NATO, the United Kingdom and Germany are pursuing drones at the same time
NATO Secretary General Mark Rutte announced last week that the alliance will become an organization drone-readywith an investment of more than $40 billion in anti-drone capabilities over the next five years. Rutte was blunt: Drones have fundamentally altered the character of modern warfare and have become a decisive factor on the battlefield, citing the war between Russia and Ukraine as an example. The United Kingdom, for its part, committed 5 billion pounds (about $6.7 billion) within its Defense Investment Plan for a national “drone transformation” program.
The future of warfare will depend as much on software and autonomy as it does on traditional military hardware
Germany is following the same path, although with a more discreet movement. Last Monday, the defense software company Auterion and the Ukrainian manufacturer Skyfall announced an order of 90 million euros for 50,000 drones equipped with the Auterion operating system, ordered by a NATO member country that, as confirmed by a source to CNBC, It’s Germany.
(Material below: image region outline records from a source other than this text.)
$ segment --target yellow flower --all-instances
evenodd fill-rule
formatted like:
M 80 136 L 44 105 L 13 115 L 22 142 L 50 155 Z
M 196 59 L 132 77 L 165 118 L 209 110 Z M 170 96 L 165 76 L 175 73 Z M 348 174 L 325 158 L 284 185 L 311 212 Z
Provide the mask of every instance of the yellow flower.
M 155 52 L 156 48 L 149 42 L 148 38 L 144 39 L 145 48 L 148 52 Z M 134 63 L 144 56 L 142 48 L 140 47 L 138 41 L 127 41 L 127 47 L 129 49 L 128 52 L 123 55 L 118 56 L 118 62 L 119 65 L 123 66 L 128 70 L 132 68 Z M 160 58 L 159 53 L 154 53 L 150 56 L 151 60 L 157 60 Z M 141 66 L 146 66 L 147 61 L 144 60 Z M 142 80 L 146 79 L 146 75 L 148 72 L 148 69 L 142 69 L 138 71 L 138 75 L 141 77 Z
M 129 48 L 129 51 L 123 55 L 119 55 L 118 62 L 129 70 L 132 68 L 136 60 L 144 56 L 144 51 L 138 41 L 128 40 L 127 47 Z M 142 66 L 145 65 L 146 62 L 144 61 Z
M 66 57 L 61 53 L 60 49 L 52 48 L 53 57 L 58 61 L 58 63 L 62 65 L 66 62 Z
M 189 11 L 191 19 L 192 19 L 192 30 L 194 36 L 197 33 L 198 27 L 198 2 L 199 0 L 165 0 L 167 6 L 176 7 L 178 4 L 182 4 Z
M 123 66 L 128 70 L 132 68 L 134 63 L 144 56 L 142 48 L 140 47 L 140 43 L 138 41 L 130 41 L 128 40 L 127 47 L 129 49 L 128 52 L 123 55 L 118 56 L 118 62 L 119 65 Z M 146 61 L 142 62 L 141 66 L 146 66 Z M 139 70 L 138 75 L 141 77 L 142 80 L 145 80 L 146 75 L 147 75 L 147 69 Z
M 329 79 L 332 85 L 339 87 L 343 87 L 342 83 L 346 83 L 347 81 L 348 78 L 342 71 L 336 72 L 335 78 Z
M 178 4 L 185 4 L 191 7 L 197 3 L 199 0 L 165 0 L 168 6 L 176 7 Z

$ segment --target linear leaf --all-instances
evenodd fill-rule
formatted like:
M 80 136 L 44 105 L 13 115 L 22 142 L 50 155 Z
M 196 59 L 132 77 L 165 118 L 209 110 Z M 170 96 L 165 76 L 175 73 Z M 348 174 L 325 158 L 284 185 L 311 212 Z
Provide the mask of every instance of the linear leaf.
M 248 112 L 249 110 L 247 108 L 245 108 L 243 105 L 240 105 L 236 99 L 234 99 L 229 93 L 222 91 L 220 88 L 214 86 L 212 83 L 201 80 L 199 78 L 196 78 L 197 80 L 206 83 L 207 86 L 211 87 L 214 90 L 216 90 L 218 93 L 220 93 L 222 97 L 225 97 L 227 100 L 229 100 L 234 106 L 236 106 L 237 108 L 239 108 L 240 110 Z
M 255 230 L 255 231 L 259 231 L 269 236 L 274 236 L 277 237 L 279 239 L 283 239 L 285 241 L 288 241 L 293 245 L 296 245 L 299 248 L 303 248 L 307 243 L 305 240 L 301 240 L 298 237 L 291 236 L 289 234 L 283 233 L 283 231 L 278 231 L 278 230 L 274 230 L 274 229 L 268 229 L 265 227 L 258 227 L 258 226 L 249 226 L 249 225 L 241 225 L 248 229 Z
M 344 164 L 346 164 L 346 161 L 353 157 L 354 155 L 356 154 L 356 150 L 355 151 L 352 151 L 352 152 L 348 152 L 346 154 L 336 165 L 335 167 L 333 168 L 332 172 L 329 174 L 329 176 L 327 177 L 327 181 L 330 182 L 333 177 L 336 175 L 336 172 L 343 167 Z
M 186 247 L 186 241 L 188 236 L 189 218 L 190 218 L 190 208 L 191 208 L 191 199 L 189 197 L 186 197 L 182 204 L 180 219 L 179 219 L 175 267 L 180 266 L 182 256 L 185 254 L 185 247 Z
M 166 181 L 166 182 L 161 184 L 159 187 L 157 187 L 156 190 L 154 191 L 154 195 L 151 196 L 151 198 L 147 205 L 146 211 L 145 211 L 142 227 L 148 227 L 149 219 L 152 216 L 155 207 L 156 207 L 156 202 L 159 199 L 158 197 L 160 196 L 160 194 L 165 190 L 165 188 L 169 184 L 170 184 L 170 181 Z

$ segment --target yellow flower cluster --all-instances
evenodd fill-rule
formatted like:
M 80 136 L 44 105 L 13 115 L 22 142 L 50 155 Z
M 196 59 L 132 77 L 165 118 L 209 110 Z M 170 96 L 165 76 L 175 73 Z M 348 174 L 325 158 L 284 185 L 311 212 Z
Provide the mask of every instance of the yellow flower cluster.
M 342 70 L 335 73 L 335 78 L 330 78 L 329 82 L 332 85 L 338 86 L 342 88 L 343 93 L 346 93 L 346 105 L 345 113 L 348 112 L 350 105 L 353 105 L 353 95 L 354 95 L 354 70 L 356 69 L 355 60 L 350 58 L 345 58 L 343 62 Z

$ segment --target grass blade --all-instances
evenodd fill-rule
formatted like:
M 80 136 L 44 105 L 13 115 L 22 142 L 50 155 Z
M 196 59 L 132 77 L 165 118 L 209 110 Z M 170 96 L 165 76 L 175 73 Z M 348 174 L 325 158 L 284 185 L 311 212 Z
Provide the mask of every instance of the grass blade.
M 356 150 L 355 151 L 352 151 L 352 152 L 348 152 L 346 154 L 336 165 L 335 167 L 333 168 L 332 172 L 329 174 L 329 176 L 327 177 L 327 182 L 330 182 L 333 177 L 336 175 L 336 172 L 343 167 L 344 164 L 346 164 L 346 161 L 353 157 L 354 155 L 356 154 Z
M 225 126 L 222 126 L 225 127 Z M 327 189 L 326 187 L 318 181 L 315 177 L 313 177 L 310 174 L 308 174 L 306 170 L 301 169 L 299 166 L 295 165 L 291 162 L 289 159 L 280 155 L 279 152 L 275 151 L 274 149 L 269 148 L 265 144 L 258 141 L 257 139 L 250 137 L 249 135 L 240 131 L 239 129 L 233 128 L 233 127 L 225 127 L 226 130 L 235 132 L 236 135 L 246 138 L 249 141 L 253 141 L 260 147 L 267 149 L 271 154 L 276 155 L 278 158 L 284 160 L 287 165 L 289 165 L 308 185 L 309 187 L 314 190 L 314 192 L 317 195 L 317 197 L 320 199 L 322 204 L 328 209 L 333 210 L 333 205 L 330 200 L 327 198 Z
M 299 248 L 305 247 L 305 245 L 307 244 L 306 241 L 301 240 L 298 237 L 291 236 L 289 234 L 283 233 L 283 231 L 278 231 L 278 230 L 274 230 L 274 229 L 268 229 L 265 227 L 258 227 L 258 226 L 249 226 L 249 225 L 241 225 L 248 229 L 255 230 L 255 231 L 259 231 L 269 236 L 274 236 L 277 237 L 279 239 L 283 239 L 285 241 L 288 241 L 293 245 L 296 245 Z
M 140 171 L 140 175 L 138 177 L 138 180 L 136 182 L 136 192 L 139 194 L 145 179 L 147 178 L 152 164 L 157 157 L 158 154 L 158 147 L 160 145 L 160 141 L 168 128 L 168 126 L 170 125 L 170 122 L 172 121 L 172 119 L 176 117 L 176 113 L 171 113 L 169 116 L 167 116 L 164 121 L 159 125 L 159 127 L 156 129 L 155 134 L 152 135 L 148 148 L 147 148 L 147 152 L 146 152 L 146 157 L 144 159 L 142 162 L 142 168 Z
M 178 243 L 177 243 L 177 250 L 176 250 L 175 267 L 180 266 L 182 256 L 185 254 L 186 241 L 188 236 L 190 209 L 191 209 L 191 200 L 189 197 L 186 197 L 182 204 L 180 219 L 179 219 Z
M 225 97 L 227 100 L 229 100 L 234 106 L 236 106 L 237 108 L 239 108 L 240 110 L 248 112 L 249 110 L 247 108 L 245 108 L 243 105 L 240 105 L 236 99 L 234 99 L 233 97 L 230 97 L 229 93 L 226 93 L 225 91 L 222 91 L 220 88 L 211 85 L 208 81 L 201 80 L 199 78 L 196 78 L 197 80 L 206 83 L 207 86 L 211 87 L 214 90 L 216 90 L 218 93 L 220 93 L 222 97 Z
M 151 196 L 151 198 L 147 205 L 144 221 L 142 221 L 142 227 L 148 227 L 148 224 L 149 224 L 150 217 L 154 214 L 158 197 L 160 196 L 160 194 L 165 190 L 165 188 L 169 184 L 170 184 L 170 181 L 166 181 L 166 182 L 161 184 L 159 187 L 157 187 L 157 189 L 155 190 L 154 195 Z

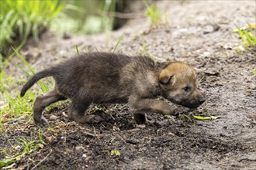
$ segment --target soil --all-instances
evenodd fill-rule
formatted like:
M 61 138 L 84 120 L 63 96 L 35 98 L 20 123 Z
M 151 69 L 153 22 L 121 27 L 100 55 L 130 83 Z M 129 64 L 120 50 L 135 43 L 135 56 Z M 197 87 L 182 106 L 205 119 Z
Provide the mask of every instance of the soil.
M 168 24 L 150 28 L 147 19 L 134 19 L 115 32 L 65 39 L 48 32 L 39 43 L 31 41 L 21 53 L 38 71 L 76 56 L 75 45 L 80 53 L 109 51 L 123 35 L 116 53 L 137 55 L 145 44 L 147 54 L 157 60 L 194 66 L 199 77 L 204 76 L 199 87 L 206 93 L 206 104 L 187 117 L 148 114 L 161 127 L 137 125 L 128 107 L 121 104 L 92 106 L 91 112 L 104 121 L 81 125 L 66 117 L 68 102 L 57 105 L 44 113 L 53 120 L 50 128 L 41 128 L 46 144 L 21 158 L 12 168 L 31 169 L 36 164 L 36 169 L 256 168 L 256 80 L 251 72 L 256 69 L 256 49 L 237 53 L 240 41 L 230 32 L 234 24 L 255 23 L 255 2 L 156 2 L 168 13 Z M 18 57 L 11 63 L 15 62 L 21 63 Z M 15 65 L 8 71 L 27 79 Z M 191 116 L 209 114 L 223 117 L 199 121 Z M 20 145 L 16 141 L 19 138 L 38 138 L 40 127 L 22 121 L 4 124 L 15 146 Z M 5 134 L 0 134 L 0 143 L 4 149 L 10 148 Z M 19 149 L 14 148 L 14 153 Z M 111 155 L 112 150 L 120 155 Z M 4 157 L 1 152 L 0 159 Z

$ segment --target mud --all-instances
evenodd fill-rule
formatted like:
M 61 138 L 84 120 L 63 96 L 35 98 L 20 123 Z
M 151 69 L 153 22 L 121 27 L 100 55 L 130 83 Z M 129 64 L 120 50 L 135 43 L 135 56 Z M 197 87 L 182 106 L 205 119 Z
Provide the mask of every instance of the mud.
M 256 49 L 237 53 L 240 42 L 230 33 L 234 24 L 255 22 L 255 2 L 157 1 L 157 5 L 168 12 L 168 25 L 149 29 L 146 19 L 137 19 L 107 35 L 69 39 L 48 32 L 21 53 L 38 71 L 75 56 L 75 45 L 80 53 L 109 51 L 123 35 L 116 53 L 137 55 L 144 43 L 146 53 L 157 60 L 196 67 L 199 77 L 204 76 L 199 86 L 206 91 L 206 104 L 188 113 L 190 121 L 149 114 L 161 122 L 161 128 L 136 125 L 125 105 L 92 106 L 91 112 L 104 121 L 85 125 L 65 117 L 68 103 L 57 106 L 44 114 L 48 120 L 56 116 L 50 128 L 41 128 L 46 144 L 22 157 L 15 168 L 31 169 L 43 160 L 36 169 L 255 169 L 256 78 L 251 70 L 256 69 Z M 25 78 L 15 66 L 9 71 Z M 192 117 L 209 114 L 223 117 Z M 4 124 L 14 145 L 21 137 L 38 138 L 40 127 L 22 121 Z M 10 147 L 5 134 L 0 143 L 5 149 Z M 120 155 L 111 155 L 112 150 Z

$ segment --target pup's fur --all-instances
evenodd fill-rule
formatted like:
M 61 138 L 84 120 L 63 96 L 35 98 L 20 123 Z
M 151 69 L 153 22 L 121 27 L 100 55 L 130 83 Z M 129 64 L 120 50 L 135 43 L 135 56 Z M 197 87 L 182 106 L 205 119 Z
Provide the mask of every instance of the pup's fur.
M 195 108 L 205 98 L 196 87 L 196 74 L 183 63 L 157 63 L 148 57 L 94 53 L 70 59 L 35 74 L 23 87 L 20 95 L 40 79 L 53 76 L 54 90 L 36 97 L 33 118 L 48 124 L 43 109 L 61 100 L 72 100 L 68 113 L 77 122 L 97 123 L 101 117 L 85 115 L 92 103 L 128 103 L 137 124 L 147 121 L 145 112 L 173 114 L 176 108 L 155 100 L 161 95 L 171 102 Z

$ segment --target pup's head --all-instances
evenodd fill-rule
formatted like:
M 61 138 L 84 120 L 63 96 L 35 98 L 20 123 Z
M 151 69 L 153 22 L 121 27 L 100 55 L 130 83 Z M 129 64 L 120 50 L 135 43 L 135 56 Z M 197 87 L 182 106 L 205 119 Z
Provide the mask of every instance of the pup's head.
M 163 96 L 175 104 L 195 108 L 206 100 L 197 89 L 195 70 L 185 63 L 168 64 L 161 70 L 158 79 Z

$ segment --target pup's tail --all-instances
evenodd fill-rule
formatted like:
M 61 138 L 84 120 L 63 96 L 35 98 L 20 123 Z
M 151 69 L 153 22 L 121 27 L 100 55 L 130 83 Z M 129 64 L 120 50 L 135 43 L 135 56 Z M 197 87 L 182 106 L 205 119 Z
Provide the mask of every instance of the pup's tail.
M 38 72 L 37 73 L 33 75 L 32 76 L 32 78 L 28 82 L 26 82 L 26 83 L 23 86 L 23 87 L 20 92 L 20 96 L 23 97 L 25 95 L 26 90 L 28 90 L 28 89 L 29 89 L 39 80 L 44 78 L 44 77 L 51 76 L 54 75 L 54 68 L 50 68 L 50 69 L 47 69 L 43 71 Z

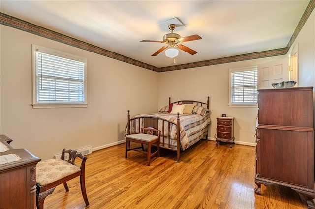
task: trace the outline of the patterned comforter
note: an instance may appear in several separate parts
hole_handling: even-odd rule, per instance
[[[130,119],[130,134],[138,133],[139,132],[139,124],[140,127],[143,127],[142,117],[146,116],[156,117],[177,124],[177,115],[165,113],[141,114],[134,115]],[[138,119],[137,121],[132,120],[135,117],[140,117],[140,123]],[[207,135],[208,125],[211,123],[210,115],[208,113],[203,116],[198,114],[181,114],[180,118],[180,143],[181,150],[185,150],[200,140],[205,135]],[[163,120],[158,120],[158,129],[163,129]],[[161,147],[169,147],[168,140],[170,138],[169,148],[176,149],[177,147],[177,130],[176,126],[171,124],[169,137],[168,122],[164,122],[164,137],[160,137],[160,145]],[[161,132],[161,134],[163,131]],[[125,133],[127,133],[126,127]],[[164,146],[163,146],[164,145]]]

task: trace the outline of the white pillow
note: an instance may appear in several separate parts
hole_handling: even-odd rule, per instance
[[[183,114],[184,109],[185,108],[185,104],[173,104],[173,107],[172,107],[172,111],[170,112],[171,114],[177,114],[179,112],[179,114]]]

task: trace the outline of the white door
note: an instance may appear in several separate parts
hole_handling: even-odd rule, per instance
[[[272,88],[271,83],[289,80],[289,59],[285,58],[258,65],[258,89]]]

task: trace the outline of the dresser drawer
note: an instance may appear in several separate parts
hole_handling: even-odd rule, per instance
[[[230,126],[218,126],[217,128],[218,131],[221,132],[231,132]]]
[[[230,126],[231,122],[229,120],[218,119],[217,123],[218,126]]]
[[[218,132],[218,138],[221,139],[231,139],[231,133]]]

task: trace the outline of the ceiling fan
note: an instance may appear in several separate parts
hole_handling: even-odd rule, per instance
[[[167,44],[167,45],[164,46],[156,52],[155,53],[151,55],[152,56],[157,55],[166,49],[167,49],[165,51],[166,56],[171,58],[175,57],[178,55],[178,50],[177,49],[182,50],[191,55],[194,55],[197,53],[197,52],[185,46],[182,45],[182,44],[178,44],[181,42],[201,39],[201,37],[198,35],[193,35],[189,36],[181,37],[181,36],[179,34],[173,33],[173,31],[176,27],[176,24],[170,24],[168,25],[168,28],[171,30],[171,33],[167,33],[167,34],[165,34],[163,37],[163,41],[150,41],[143,40],[140,41],[143,42],[164,43]]]

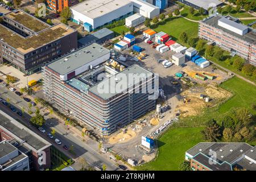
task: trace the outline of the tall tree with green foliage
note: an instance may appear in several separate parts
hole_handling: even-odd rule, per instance
[[[204,139],[210,142],[217,142],[221,136],[220,126],[214,119],[211,119],[206,123],[202,134]]]
[[[179,167],[179,171],[192,171],[190,162],[185,160],[183,161]]]
[[[181,34],[180,34],[179,39],[183,43],[187,43],[187,42],[188,41],[188,35],[187,35],[186,32],[181,32]]]

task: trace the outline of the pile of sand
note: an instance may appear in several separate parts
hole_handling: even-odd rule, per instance
[[[112,144],[117,143],[125,143],[134,138],[136,135],[136,132],[129,129],[125,134],[123,132],[121,132],[111,136],[109,139],[109,143]]]

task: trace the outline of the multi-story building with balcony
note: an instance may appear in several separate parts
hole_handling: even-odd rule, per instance
[[[201,142],[185,153],[193,171],[256,170],[256,147],[246,143]]]
[[[76,30],[63,23],[50,26],[20,10],[0,18],[0,62],[27,75],[77,47]]]
[[[47,100],[102,135],[155,107],[156,98],[150,98],[155,93],[154,74],[137,65],[125,68],[106,63],[110,55],[93,43],[44,68]]]
[[[199,23],[199,36],[256,65],[256,30],[233,19],[220,15],[207,18]]]

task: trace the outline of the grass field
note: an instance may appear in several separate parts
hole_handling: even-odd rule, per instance
[[[169,130],[159,139],[159,156],[138,168],[138,170],[178,170],[185,159],[185,152],[203,142],[202,128],[177,128]]]
[[[124,25],[119,27],[116,27],[110,30],[115,33],[115,36],[119,36],[120,35],[122,35],[123,31],[125,31],[125,32],[127,32],[129,31],[129,28],[127,28]]]
[[[172,36],[172,39],[179,42],[179,37],[185,32],[188,37],[197,37],[198,23],[186,20],[182,17],[167,19],[168,20],[159,22],[157,27],[153,28],[159,32],[163,31]],[[153,28],[153,27],[152,27]]]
Its CEO, Lorenz Meier, sums it up eloquently: this is the first war being fought at a time when software already defines the battlefield, and its operating system allows drones to continue reaching their objectives despite electronic interference.
In any case, the clearest symbol of this turn is Helsing. This Munich-based company, which manufactures drones and underwater surveillance systems in addition to developing AI software for military applications, has just secured that $18 billion valuation that we talked about in the first paragraph of this article. It is a figure that confirms where the European defense industry is looking: the future of warfare will depend as much on software and autonomy as on traditional military hardware.
Be that as it may, the complete photograph leaves a strong message: in just fifteen days, NATO, the United Kingdom, Germany and the capital market have taken a step forward by the same technology. Europe is no longer late to the drone war, although it still has a lot to prove.